These hubs feature an eccentric axle mount, finally allowing easy conversion of your existing mountain or road bike to singlespeed or fixed gear without the need for kludgy chain tensioners, even if you've got vertical dropouts!
They are available in 135, 130 and 126 spacings, and feature a 47.5 mm chain line (lines up with the middle ring of a standard MTB crankset, or with the cog flipped over, it will line up with the outer ring of a typical road double.
Exclusively for use with White Ind. splined fixed gear cogs.
This design eliminates cross threading and cog movement. The cog fits securely in place with White Ind's precision machined spline system.
Use any standard thread lockring to secure cog. Freewheel side will take any standard thread freewheel.
The ENO hub is designed for a 47.5 mm chainline, which matches the middle position of a typical MTNB triple crank.
A typical "road" double gives about a 46 mm chainline with the standard bottom bracket, which is a decent match. Ideally, you would want to adjust the chainline to be perfect, though.
The Sugino RD crank we feature gives 47.5 chainline when used with a common Shimano 110 bottom bracket, so if you need to buy a crankset anyway, this would be a great combination. The ENO hub uses an oversized aluminum axle with stainless steel ends that fit into the axle. The ENO comes equipped with two sealed cartridge bearings and is available in 32 and 36 hole versions.
The eccentric axle provides a total adjustment of range of 15 mm. Each tooth added or subtracted to your drive train requires that the axle move 1/8" (3 mm) backward or forward.

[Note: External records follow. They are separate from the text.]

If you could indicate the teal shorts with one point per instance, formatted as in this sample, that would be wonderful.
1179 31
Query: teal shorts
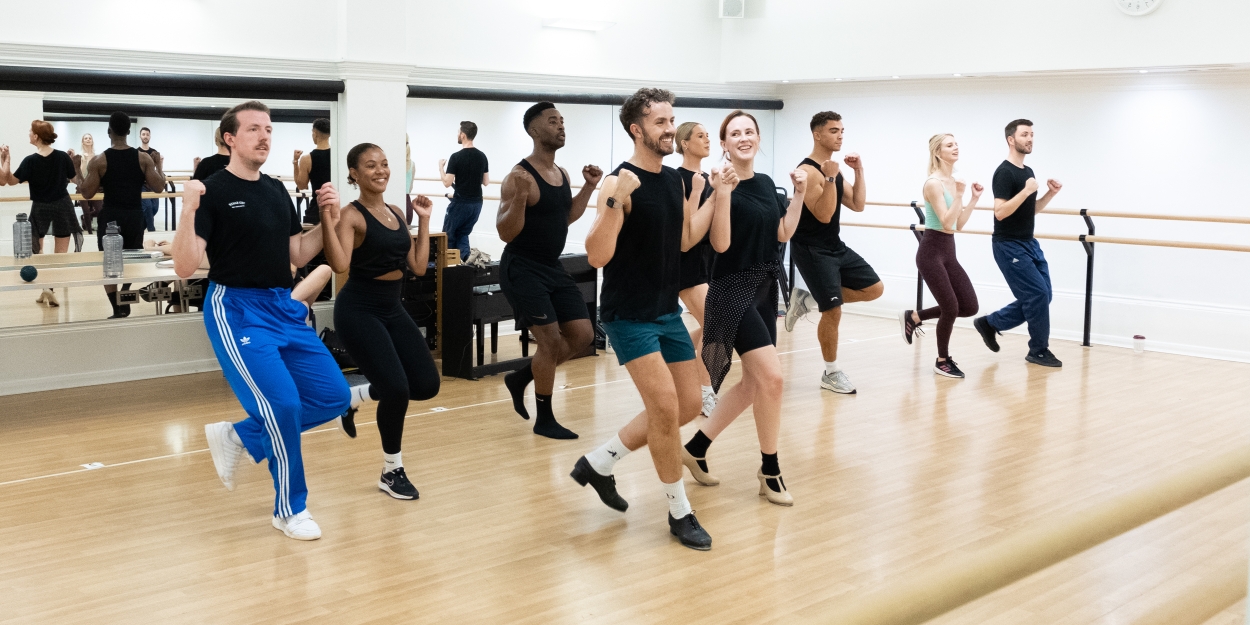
668 335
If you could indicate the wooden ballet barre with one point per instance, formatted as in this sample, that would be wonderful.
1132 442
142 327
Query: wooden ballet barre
960 578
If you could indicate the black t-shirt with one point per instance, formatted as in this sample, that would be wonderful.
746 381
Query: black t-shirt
755 213
248 225
48 175
210 165
641 281
468 165
1008 181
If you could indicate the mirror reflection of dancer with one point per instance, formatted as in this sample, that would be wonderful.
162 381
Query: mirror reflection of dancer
536 208
743 301
278 368
370 240
694 145
945 213
641 228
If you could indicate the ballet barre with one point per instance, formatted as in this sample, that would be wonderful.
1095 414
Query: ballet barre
961 578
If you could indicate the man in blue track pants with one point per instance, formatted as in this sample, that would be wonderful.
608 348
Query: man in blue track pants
1016 250
275 364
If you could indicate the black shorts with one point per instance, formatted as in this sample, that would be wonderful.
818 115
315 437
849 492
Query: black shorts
130 226
759 325
54 216
540 294
826 273
696 265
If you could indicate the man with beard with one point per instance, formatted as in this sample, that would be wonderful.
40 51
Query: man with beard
536 206
641 228
1016 251
278 368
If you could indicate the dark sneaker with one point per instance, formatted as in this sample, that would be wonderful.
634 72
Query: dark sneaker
909 326
348 423
1043 358
948 368
690 533
396 485
988 333
605 485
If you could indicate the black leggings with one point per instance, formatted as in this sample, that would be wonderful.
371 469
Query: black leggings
948 281
389 349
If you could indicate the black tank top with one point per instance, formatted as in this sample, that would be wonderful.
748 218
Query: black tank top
810 230
546 223
123 181
641 281
384 250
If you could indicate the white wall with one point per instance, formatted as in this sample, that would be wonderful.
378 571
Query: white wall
1161 144
594 136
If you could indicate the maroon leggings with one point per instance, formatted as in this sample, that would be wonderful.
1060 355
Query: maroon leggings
938 265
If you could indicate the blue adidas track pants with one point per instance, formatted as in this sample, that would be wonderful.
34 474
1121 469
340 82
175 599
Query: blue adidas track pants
281 374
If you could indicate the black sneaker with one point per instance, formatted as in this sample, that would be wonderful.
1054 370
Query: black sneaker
988 333
948 368
690 533
1043 358
348 423
605 485
396 485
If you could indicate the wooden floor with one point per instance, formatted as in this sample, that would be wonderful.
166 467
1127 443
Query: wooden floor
911 468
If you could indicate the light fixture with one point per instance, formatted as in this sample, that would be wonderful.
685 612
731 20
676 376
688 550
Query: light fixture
574 24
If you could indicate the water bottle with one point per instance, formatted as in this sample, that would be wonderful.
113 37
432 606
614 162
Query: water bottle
21 238
111 251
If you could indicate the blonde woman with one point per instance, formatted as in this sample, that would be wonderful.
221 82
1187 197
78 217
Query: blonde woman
945 214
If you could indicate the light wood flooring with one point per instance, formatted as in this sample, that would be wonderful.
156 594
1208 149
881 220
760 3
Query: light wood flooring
911 468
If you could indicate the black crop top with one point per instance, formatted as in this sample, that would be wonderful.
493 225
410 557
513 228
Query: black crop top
384 250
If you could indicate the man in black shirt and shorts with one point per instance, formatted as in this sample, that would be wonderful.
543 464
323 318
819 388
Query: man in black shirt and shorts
466 173
833 271
643 225
278 368
536 206
1016 251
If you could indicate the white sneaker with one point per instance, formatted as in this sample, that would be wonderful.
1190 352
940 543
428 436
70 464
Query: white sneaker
709 403
299 526
224 449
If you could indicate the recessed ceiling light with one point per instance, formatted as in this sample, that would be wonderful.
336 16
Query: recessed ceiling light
573 24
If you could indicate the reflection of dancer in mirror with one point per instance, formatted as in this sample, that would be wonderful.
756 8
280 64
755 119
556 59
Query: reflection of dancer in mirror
369 240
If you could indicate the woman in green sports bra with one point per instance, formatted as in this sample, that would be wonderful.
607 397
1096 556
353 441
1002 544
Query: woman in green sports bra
945 213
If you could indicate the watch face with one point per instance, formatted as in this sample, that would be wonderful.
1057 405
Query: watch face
1138 6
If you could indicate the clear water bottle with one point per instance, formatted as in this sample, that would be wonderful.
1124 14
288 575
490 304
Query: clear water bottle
21 238
111 251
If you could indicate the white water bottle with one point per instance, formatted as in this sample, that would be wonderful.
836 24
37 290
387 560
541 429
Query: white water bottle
21 240
113 261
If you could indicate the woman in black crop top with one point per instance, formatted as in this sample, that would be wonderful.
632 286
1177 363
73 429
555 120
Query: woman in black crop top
741 301
370 241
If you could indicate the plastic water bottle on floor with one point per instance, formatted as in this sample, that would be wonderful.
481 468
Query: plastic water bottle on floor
21 241
113 261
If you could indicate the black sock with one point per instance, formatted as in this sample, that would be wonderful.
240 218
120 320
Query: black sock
699 444
516 381
770 465
546 425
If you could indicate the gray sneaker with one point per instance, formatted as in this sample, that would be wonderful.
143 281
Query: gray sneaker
838 381
798 308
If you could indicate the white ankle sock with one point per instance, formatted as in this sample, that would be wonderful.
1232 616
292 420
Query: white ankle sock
359 395
679 505
606 456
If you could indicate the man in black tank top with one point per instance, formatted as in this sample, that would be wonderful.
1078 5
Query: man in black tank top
313 169
831 270
641 228
121 171
536 206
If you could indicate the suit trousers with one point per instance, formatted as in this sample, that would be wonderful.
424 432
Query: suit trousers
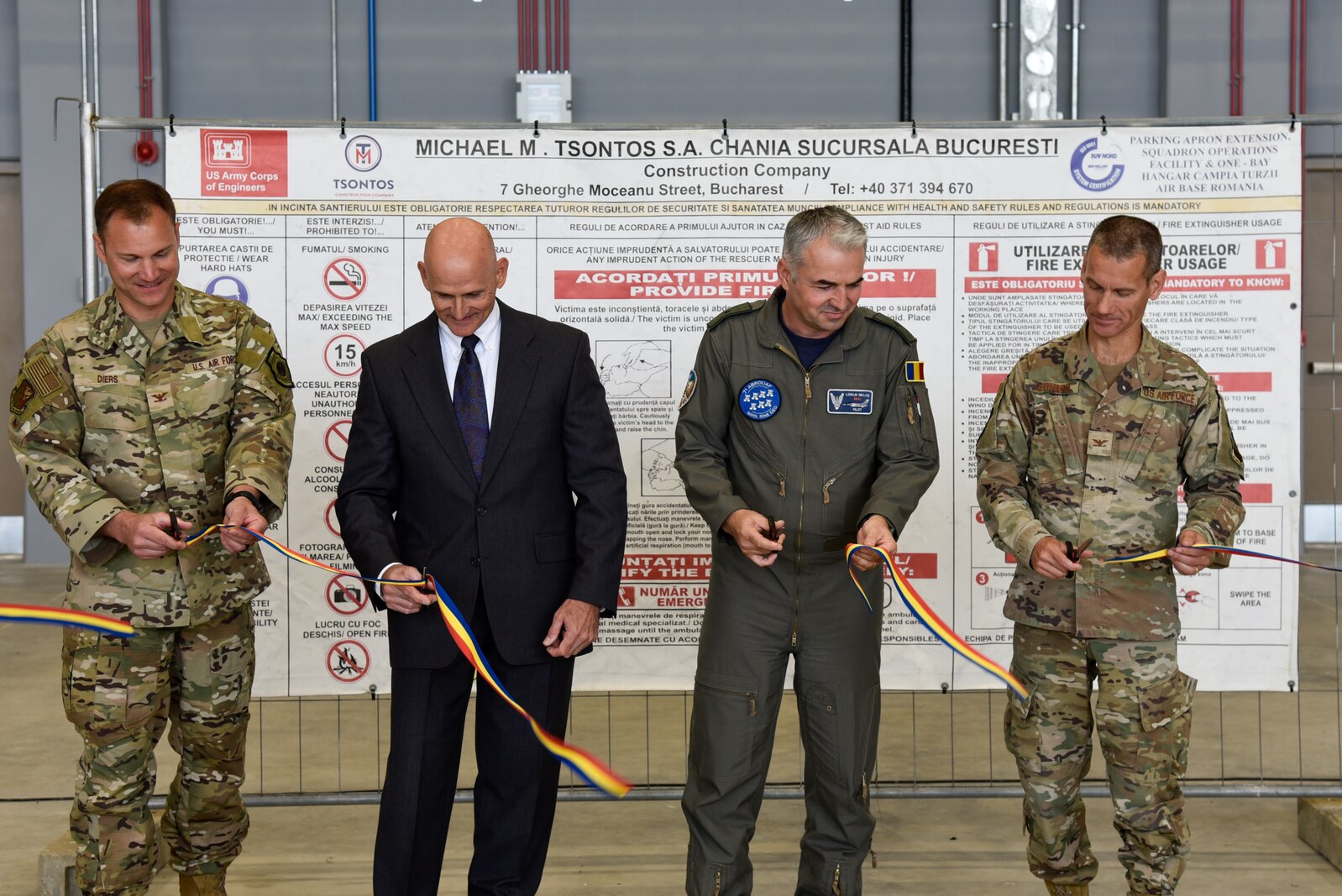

Most folks find that the best setup is to use a fixed gear two teeth smaller than the freewheel gear. The idea is to use the fixed gear for general riding, and to keep the lower freewheel gear in reserve for longer rides, steeper terrain, or when you're just plum tuckered out. The lower gear will make the climbs easier, and the freewheeling feature will let you rest on the downhills, but you'll be slower on the flats.
Note that the offset will effectively raise or lower the rear end of the bike a bit, and will move the rim downward or upward with respect to your rear brake, if you use one, so some adjustment may be required, and some frame/brake combinations may not work.
The eccentric axle caps sometimes interfere with use of a freewheel remover to unscrew a single-speed freewheel from the White Industries eccentric hub.
If you have a problem with this, the solution is to temporarily remove the axle cap from the hub.
The axle cap is held on by a single recessed Allen bolt (4 mm wrench size) that screws down into the centerline of the axle. Once you remove this bolt, the axle cap can be pulled off. The axle cap is usually a snug fit, and takes a fairly strong pull to remove. It is hard to get a good enough grip on it to pull it off, so here's the trick:
Once the small Allen bolt has been removed, use the larger main Allen bolt (the one that holds the hub to the frame dropout) to bolt a convenient-sized box wrench against the axle cap. The wrench will act as a "handle", and a bit of rocking and pulling will get the cap off with no problem.